The Centers for Disease Control and Prevention (CDC) voted on Tuesday to recommend new COVID-19 boosters for all Americans aged six months and older. The booster targets the XBB.1.5 omicron subvariant, which currently accounts for about 3% of cases in the country, as per the CDC’s Nowcast tracker.
While this subvariant is a primary target, healthcare professionals argue that the booster could also offer protection against other newer strains, such as EG.5 and BA.2.86, which have been causing an increase in infections. Both Pfizer and Moderna confirm that the booster includes coverage for the mutated offshoot of omicron BA.2.86, also known as Pirola.

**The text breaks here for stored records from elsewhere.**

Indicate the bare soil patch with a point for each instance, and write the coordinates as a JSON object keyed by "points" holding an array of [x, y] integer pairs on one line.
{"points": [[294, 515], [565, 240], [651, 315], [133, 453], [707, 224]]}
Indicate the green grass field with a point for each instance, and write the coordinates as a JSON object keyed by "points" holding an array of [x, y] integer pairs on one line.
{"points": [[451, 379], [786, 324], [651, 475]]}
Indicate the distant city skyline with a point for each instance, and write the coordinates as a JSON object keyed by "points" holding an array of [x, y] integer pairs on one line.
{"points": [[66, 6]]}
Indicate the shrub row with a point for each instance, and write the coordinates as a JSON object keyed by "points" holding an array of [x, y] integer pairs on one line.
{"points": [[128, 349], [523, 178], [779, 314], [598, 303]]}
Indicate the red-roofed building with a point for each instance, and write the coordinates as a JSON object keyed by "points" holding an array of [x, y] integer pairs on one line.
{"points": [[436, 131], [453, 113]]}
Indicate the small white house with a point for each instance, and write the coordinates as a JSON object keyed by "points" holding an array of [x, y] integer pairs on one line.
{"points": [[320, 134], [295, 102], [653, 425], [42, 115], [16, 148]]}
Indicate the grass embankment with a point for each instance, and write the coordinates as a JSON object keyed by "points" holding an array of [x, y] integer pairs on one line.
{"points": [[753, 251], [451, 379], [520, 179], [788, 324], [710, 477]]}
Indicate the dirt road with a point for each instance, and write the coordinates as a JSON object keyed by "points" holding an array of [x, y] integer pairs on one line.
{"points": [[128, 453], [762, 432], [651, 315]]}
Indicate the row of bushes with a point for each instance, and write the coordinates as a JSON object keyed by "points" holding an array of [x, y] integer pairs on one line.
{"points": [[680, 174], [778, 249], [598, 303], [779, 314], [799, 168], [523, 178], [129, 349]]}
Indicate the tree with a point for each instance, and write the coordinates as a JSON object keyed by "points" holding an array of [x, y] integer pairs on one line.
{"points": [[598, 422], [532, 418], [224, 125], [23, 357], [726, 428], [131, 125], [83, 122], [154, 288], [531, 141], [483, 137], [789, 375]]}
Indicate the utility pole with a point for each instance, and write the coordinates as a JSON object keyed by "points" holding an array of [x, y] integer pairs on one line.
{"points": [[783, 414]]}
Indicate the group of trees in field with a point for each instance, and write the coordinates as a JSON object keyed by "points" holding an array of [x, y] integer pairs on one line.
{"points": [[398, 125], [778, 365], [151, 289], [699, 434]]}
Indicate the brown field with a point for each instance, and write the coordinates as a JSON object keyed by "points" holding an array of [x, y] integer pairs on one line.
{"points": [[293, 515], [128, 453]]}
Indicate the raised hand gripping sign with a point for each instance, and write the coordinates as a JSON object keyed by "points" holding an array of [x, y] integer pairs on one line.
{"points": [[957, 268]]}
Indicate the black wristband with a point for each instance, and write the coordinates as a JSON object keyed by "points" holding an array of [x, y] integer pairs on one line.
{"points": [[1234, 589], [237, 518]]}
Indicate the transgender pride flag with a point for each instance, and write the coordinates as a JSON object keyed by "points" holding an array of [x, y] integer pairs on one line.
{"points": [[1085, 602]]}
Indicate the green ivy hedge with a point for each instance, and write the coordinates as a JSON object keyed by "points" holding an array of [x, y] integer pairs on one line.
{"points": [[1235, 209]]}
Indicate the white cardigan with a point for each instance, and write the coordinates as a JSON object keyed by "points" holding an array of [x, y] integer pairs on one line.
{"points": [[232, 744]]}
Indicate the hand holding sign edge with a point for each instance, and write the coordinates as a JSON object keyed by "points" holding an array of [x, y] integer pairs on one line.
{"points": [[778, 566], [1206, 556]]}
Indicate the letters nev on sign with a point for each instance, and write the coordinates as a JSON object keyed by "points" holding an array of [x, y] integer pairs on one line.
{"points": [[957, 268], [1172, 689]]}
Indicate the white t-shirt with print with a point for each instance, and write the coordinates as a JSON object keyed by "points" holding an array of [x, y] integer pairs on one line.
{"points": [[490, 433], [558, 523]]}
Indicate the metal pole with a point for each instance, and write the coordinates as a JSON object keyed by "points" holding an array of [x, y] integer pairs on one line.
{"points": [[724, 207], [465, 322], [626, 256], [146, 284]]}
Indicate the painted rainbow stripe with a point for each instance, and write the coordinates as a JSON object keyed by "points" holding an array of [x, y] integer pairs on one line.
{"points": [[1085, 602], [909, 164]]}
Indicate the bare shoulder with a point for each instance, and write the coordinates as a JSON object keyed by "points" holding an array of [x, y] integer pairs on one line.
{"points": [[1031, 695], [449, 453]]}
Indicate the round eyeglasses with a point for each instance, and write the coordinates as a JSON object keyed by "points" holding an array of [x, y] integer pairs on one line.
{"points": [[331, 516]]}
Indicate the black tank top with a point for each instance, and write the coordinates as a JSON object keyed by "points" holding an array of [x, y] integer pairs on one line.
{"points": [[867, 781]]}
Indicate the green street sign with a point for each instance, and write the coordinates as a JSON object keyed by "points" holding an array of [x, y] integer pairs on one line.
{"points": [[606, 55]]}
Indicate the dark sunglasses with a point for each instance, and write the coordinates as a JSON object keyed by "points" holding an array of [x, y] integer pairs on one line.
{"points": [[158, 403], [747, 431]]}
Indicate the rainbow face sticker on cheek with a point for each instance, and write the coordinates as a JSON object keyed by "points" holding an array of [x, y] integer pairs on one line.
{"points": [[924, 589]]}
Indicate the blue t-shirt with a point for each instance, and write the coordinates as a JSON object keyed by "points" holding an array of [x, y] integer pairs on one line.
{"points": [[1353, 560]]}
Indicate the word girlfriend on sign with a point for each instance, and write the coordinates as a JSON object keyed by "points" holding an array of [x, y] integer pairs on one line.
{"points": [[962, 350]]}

Dr. Thomas Shockley, the chief health equity officer for TriHealth in Cincinnati, emphasizes that these new vaccines are designed to be safer with a lower risk of side effects, just like the initial vaccines.
Despite scepticism from some quarters, such as Florida’s surgeon general, Dr. Joseph Ladapo, who questions its safety, experts like Dr. Stephen Blatt from TriHealth argue that modifying vaccines to address new variants doesn’t compromise safety. Blatt highlights that the limited studies conducted have shown that the antibodies developed through these boosters are effective against the circulating variants.
While older individuals and those with compromised immunity face a higher risk of serious complications from COVID-19, widespread vaccination with the booster can offer protection to these vulnerable groups. Many individuals, including Renee Mahaffey Harris, president and CEO of the Center for Closing the Health Gap, plan to get the booster to increase their odds of protection and help safeguard the community.
The CDC hopes for better booster uptake compared to the last one, which saw less than one in five people choosing to get it. The new booster shots are expected to be available in pharmacies within the next few weeks and should be widely accessible by mid-October. Given the ongoing spread of the virus, getting the vaccine as soon as possible is recommended, as it takes approximately two weeks to develop better immunity.